Ahmad* was 15 years old when he was arrested and detained by the Syrian government in 2014 for filming demonstrations, his name listed in SJAC's collection of government documents from Syria's security sector. Stories of arbitrary detention have become common in Syria. While we may not know Ahmad's fate, there are many legal cases of Syrian victims seeking justice. To date, SJAC has 20,000 high-priority documents from the Syrian security sector awaiting analysis, which contain valuable evidence.
Since 2011, Syrians have been victims of human rights violations largely committed by the Syrian government. All too often, victims and their families lose hope of ever achieving justice. The evidence that could support formal prosecutions remains within the very system that created the conditions of oppression and injustice. The 20,000 government documents SJAC obtained must be analyzed in a timely manner in order to remain relevant and useful in keeping hope for justice and resolution alive.
Funding SJAC's well-trained Data Analysts to take on this project of analyzing 20,000 documents will allow the analysis to happen quickly, smoothly, and effectively. This analysis will inform SJAC's research projects, support advocacy efforts, and be shared with justice mechanisms such as the UN International Impartial and Independent Mechanism (IIIM). SJAC has shared past findings with justice mechanisms in the UN, EU war crimes units, and with relevant departments within the US government.

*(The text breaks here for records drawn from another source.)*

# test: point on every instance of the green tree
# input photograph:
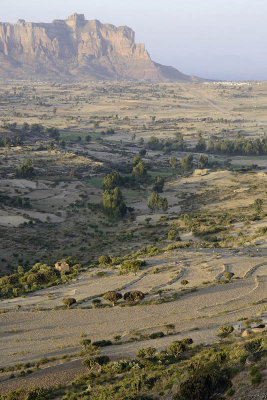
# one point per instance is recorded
(146, 353)
(113, 203)
(25, 170)
(173, 162)
(257, 205)
(176, 348)
(201, 144)
(187, 162)
(157, 202)
(111, 180)
(140, 171)
(158, 185)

This documentation is what the Associated Press calls "some of the most damning evidence of state involvement" in the violence against civilians. The data resulting from this analysis will allow SJAC to provide evidence to the United Nations and national prosecutors to bring credible cases against the perpetrators of human rights violations. For the victims and their families, this is a first, necessary, step on the way to a peaceful future for Syrians.